Sir Keir added that he supports the RAF planes being sent to the region, saying that “their efforts are vital for a safer world.”

Cypriots have organised multiple protests at the presence of RAF bases in their country, which have been used to supply Israel’s military in its invasion of Gaza, which has killed almost 34,000 Palestinians.

Earlier, Lord Cameron also urged Israel “to be smart as well as tough” and avoid striking back at Iran in response to its drone and missile barrage.

He said that Britain did not support a retaliatory strike and claimed that the attack had been a defeat for Iran, echoing US President Joe Biden who urged Israel to “take the win.”

Mr Cameron said British fighter jets had played an “important part” in shooting down some of the more than 300 ballistic missiles, cruise missiles and drones fired at Israel from Iran, but did not provide details and avoided questions on arms sales to Israel.

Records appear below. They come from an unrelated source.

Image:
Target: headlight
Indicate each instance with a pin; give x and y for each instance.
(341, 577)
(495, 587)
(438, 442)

On Sky News the Foreign Secretary had struggled to answer questions from Kay Burley on what an appropriate response from Iran would have been to the bombing of its consulate, or what Britain would do if one of our consulates was flattened.

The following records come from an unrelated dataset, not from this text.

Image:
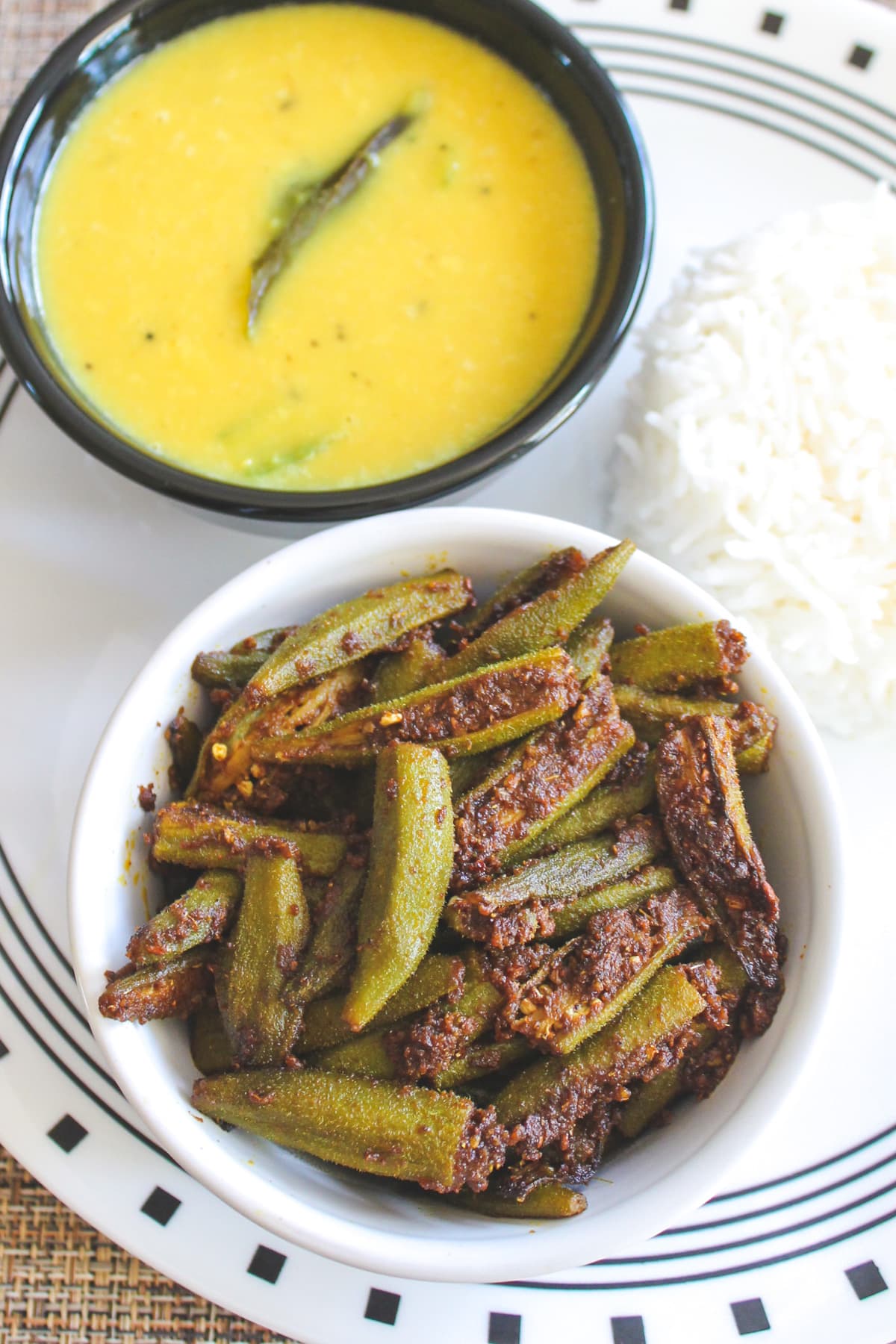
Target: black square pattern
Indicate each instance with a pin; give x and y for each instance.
(628, 1330)
(862, 57)
(267, 1263)
(504, 1330)
(67, 1133)
(382, 1307)
(750, 1316)
(160, 1206)
(867, 1280)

The pair’s comments were echoed by other allies of Israel across the world.

German Chancellor Olaf Scholz called on Israel to “contribute to de-escalation” in the Middle East and said Iran must “stop this aggression.”

Asked whether he would attempt to dissuade Mr Netanyahu from a military response, he said there’s widespread agreement that Israel’s success in largely repelling the attack with allies’ help was “really impressive.”

French President Emmanuel Macron said Iran’s attack was a “disproportionate response” to the bombing of its consulate in the Syrian capital.

Firing a barrage of missiles and drones on Israel was an “unprecedented, very dangerous” act in the volatile Middle East, Mr Macron.

The White House said Mr Biden urged Israel to consider its response “carefully.”

The Health Ministry in Gaza today said the bodies of 68 people killed in Israel’s bombardment have been brought to hospitals in the past 24 hours.

Another 94 were wounded, it said.

The figure brings the death toll to 33,797, with two-thirds of the dead being children and women.

The ministry said many casualties remain under the rubble and first responders have been unable to retrieve them amid the relentless bombing.

The Israeli military renewed warnings today for Palestinians in Gaza not to return to the north a day after five people were killed trying to reach their homes.

The military said Palestinians should stay in southern Gaza where they have been told to shelter because the north is a “dangerous combat zone,” Israeli military spokesman Avichay Adraee wrote on social platform X.

On Sunday, hundreds of Palestinians sheltering in central Gaza headed north in an attempt to return to their homes.

Hospital authorities in Gaza said five people were shot by Israeli forces in the process.

The Israeli military had no immediate comment on the deaths.

The returnees said they were prompted to make the journey north because they were desperately unhappy with the difficult conditions they were forced to live under while displaced.

Anaam Mohammad, who was displaced from the northern city of Beit Hanoun and was trying to return, said the military was originally allowing women and children to cross.

But when a group of Palestinians did not make room for them to pass, two tanks arrived and opened fire.

Forces also threw smoke bombs, dispersing the crowd.

“People started to run away. People were afraid and could not take the risk and enter a dangerous area,” she said.

Um Nidhal Khatab, who was displaced from the north, said: “We want our homes. We want our lives. We want to return, whether with a truce or without a truce.”